In a typical gas turbine engine construction, the shafts are nested to form a single multi-shaft assembly that runs through the core of the gas turbine engine. This assembly is alternately referred to as a multi-spool assembly. Turbine rotors and compressor rotors corresponding to each shaft are attached to the shaft via a feature such as a spline which transfers torque between the rotors and the shaft. The rotors are maintained in axial position relative to the shaft via a spacer that interfaces with an axial load bearing feature on the shaft and with a shoulder of the rotor.
In some examples, gas turbine engine size and weight constraints reduce the possible size of the radially protruding shoulder. In such a case, the shoulder/spacer arrangement described above can be insufficient to maintain the rotor position relative to the static hardware forward and aft of the rotor.
A gas turbine engine according to an exemplary embodiment of this disclosure, among other possible things includes a compressor section having at least a first compressor portion and a second compressor portion, a combustor fluidly connected to the compressor section, a turbine section fluidly connected to the combustor section, the turbine section having at least a first turbine portion and a second turbine portion, a first shaft connecting the first compressor section and the first turbine section, a second shaft connecting the second compressor section and the second turbine section, the second shaft is at least partially disposed within the first shaft, and the second shaft includes a radially protruding threading portion, and a variable positioner disposed about the second shaft, the variable positioner includes a radially inward facing threading section, and the radially inward facing threading section of the variable positioner interfaces with the radially protruding threading portion of the second shaft.
In a further embodiment of the foregoing gas turbine engine, the variable positioner is a cylindrical component defining a radially outward facing surface and a first and second axial end surface.
In a further embodiment of the foregoing gas turbine engine, at least one of the first and second axial end surface of the variable positioner is an interface shoulder, and the interface shoulder interfaces with an interface surface of a rotating component, thereby maintaining the rotating component in position axially, relative to at least one static hardware component of the gas turbine engine.
In a further embodiment of the foregoing gas turbine engine, the variable positioner further includes at least one anti-rotation slot positioned on the radially outward facing surface, and the at least one anti-rotation slot interfaces with an anti-rotation feature of the rotor, thereby preventing rotation of the variable positioner relative to the second shaft.
In a further embodiment of the foregoing gas turbine engine, the at least one anti-rotation slot is loose fit with the at least one anti-rotation feature such that torque is transferred between the rotor and the second shaft at a spline instead of at the anti-rotation feature.

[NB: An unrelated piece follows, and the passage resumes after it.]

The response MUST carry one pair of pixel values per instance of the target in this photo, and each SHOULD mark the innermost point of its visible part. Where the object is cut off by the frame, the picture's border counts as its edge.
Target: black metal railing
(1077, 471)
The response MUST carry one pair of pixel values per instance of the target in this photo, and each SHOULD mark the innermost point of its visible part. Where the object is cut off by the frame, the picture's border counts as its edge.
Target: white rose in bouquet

A further embodiment of the foregoing gas turbine engine includes a rotor having an interface surface contacting a surface of said variable positioner, the rotor including a rotor spline, the second shaft includes a shaft spline, and the rotor spline and the shaft spline are interfaced together allowing the transfer of torque between the shaft and the rotor.
In a further embodiment of the foregoing gas turbine engine, the variable positioner includes at least one anti-rotation slot and the rotor includes at least one corresponding anti-rotation feature, and the at least one anti-rotation slot and the at least one corresponding anti-rotation feature are interfaced to form an anti-rotation assembly.

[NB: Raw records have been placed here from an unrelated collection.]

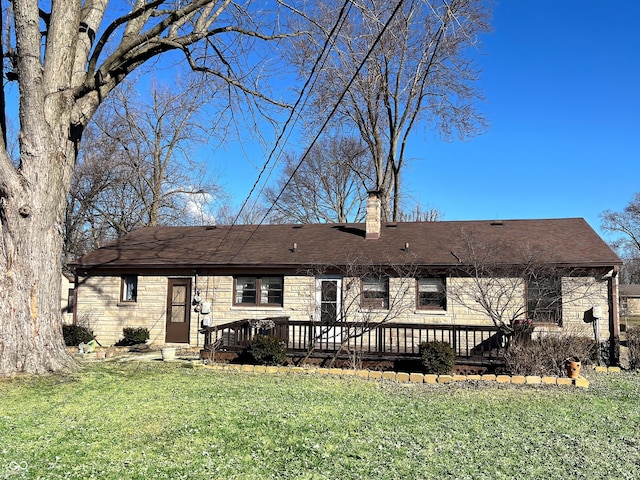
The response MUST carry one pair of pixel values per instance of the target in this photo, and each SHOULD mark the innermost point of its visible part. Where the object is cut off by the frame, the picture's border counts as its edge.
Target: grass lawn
(155, 420)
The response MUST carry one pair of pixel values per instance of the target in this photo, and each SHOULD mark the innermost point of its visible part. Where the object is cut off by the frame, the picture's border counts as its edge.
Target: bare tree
(328, 186)
(353, 300)
(137, 168)
(626, 225)
(419, 72)
(516, 285)
(66, 58)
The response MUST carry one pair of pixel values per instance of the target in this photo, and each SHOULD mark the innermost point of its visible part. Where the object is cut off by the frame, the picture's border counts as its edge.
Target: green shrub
(633, 343)
(267, 350)
(74, 335)
(437, 357)
(133, 336)
(546, 355)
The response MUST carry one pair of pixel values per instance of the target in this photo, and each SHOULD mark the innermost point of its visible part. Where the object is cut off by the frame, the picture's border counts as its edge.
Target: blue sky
(561, 81)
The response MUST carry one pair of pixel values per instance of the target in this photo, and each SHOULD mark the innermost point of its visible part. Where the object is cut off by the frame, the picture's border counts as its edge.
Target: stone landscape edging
(402, 377)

In a further embodiment of the foregoing gas turbine engine, a clearance between an outer diameter of the second shaft and an inner diameter of the first shaft defines an outer diameter clearance to the second shaft.
In a further embodiment of the foregoing gas turbine engine, the radially protruding threading portion has a radial height, and the radial height is less than the outer diameter clearance of the second shaft.

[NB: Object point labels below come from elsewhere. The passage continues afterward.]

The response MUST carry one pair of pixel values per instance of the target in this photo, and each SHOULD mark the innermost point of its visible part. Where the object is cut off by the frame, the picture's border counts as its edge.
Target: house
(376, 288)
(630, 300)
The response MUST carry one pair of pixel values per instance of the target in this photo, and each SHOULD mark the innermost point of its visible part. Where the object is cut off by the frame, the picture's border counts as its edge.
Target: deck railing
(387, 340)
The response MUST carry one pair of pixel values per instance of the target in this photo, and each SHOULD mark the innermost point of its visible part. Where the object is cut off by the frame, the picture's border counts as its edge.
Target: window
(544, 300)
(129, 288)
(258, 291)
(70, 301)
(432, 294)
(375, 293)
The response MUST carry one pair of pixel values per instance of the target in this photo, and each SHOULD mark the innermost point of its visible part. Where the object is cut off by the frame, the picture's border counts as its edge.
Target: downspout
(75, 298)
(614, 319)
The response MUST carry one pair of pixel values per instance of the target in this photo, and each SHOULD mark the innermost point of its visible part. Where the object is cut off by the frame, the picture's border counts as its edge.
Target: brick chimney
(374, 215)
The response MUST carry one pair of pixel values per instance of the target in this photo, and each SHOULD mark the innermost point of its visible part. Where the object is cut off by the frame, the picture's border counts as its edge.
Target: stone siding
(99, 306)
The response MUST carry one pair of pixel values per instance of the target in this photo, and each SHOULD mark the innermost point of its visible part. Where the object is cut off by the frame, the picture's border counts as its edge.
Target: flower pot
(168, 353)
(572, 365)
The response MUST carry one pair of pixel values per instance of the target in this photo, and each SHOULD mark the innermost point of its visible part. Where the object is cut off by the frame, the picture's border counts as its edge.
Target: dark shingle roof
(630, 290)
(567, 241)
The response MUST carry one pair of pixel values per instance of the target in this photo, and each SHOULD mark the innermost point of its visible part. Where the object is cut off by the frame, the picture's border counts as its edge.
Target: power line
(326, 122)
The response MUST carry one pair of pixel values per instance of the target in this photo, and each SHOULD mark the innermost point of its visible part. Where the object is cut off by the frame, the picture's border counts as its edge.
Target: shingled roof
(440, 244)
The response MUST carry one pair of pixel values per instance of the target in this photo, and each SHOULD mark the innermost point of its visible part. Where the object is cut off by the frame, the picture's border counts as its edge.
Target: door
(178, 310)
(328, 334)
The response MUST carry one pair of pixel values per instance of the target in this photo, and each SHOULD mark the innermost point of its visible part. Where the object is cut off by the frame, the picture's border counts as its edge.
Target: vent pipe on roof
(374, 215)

A further embodiment of the foregoing gas turbine engine includes a power turbine section in fluid communication with the second turbine section and an output shaft, the power turbine section is connected to the output shaft via a third shaft, and the third shaft is disposed at least partially within the second shaft.
A variable positioner for a gas turbine engine according to an exemplary embodiment of this disclosure, among other possible things includes a body portion having a cylindrical component, an axially aligned through hole in the body portion, a threading protruding radially inward from an inner surface of the axially aligned through hole, and a first axial end defining an interface surface for interfacing with a rotor arm.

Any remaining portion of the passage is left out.